I’m writing this standing up because it still hurts to sit down – the distinctive pain that only comes from that unique combination of deep chafing and bruising of the posterior. The day began with a sense of optimism I haven’t felt in way too long. All winter, actually. A feeling of fresh beginnings, of rebirth, and of…well, to be honest, a certain amount of innate confidence that at this point in my life, I may not be a pro, but I at least have some idea of what I’m doing. Hell, I didn’t even pack that nymph box. “#&^% that,” I told myself, loading up in the morning – a firm, fist-in-the-air affirmation of my dedication to take ‘em on the surface, or rip heavy, seductive meat, or not at all.

We put in below the dam, after spending a few minutes watching a dead moose get recirculated in the wash below the wall. It’s fur had already been mostly Maytagged off the flesh, leaving a pale, bloated sack of skin with limbs akimbo going around and around….in retrospect, we should have taken it for the disturbing omen that it was. Still, the first few miles were a casual, no-pressure cruise; that first time back in the boat this season amongst good friends. But then, so slowly we barely noticed, it morphed into something else entirely.

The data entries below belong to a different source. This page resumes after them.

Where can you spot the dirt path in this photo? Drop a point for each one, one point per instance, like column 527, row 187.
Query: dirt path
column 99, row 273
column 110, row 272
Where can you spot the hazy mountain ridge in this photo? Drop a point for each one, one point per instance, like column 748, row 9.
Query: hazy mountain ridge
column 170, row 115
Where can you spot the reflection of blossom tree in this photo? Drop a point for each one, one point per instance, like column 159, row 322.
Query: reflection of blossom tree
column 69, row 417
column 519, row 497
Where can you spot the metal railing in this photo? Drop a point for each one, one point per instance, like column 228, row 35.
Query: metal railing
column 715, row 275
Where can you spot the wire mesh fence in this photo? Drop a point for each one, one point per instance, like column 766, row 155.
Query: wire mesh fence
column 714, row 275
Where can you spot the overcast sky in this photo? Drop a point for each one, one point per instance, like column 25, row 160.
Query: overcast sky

It became a matter of having to put thought into what we were doing – to analyze it, break it down, switch tactics, switch again, vary the retrieve, switch the size, switch the color, forget the banks and work the middle of the river….and yes, eventually to dig out a bobber and offer a selection of cheap, fast foods – and rest assured dear reader, we plied them with the sub-surface equivalent of Funyons, Hohos, and Slim Jims, to no avail.
50 yards from the take-out, the defeat sinking in and weighing heavily, a large fish cleared the water and slapped down, right in front of us. This last taunt wasn’t “cruel,” nor “ironic. No, those words are far too gentle, to genteel. This was more along the lines of having a size 14, steel-toed logging boot inserted swiftly and forcefully right up into your lower intestine, sans lube.
Just the other day, a doctor friend was telling me that researchers have verified the antibiotic properties in saliva, and that therefore, it actually is beneficial to lick your wounds. I didn’t think much of it at the time.